Carole Barrowman's Book Picks for the New Year

6 years ago
22

People make a lot of resolutions for the new year; a lot of which are pretty hard to keep. One simple and productive resolutions we all can make is to read more in 2018! Carole Barrowman is making it easy with her top picks for 2018 books. For more information on Carole and her own books, visit BarrowmanBooks.com. "Light It Up" by Nick Petrie - Petrie lives in Shorewood where he runs his home-inspection business. He’s becoming an expert in the thriller business, too. This is his third one, and it’s terrific. This is the book to snuggle up and read in this chilling weather. It’s bullet speed fast and highly entertaining and it story is set around the legalized “cash-rich cannabis” business. It opens with a modern-day highway robbery that’s amazingly crafted. "The Widows of Malabar Hill" by Sujata Massey - I loved everything about this novel. I learned so much about women in India during this time period, 1920s Bombay. Perveen Mistry India’s first woman lawyer is the main character in this lush romantic and suspenseful story based on a real historical person. Perveen can’t appear before a judge because she’s a woman and she’s restricted to writing briefs and researching, but her gender gives her an advantage in this story when three women who live in purdah, which means they’ve chosen to life in “strict seclusion” need legal help. "The Wife" by Alafair Burke - If you liked Gone Girl, Girl on the Train (don’t get me started on books with GIRL in the title; they’re WOMEN!!!), Burke has become a virtuoso of this popular subgenre in the mystery (untrustworthy narrators and suspicious marriages).
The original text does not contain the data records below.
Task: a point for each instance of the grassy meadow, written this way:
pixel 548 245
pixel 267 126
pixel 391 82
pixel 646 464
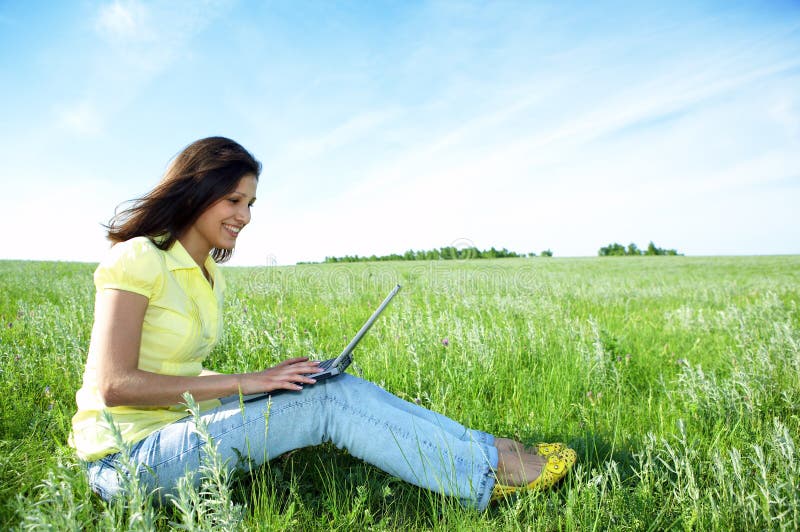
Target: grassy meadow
pixel 677 380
In Burke’s latest, Jason the husband is “educated, intellectual and refined,” a handsome academic turned popular media consultant while Angela the wife is organized, “utterly predictable,” trying to make a new life for her and her son. Burke is a smart and entertaining writer. You’ll get sucked into this one. "Montaigne in Barn Boots" by Michael Perry - I love Perry’s wit and thoughtfulness and his down to earth philosophy in this book about what it means to be a good person in today’s world. This was one of the books I gave my husband for his Christmas and he’s loving it too (he’s already a good person, but can’t hurt J). Perry lives and writes “in a room above the garage overlooking a disused pig pen” in rural Wisconsin, and this “philosophy” book was prompted by a kidney stone.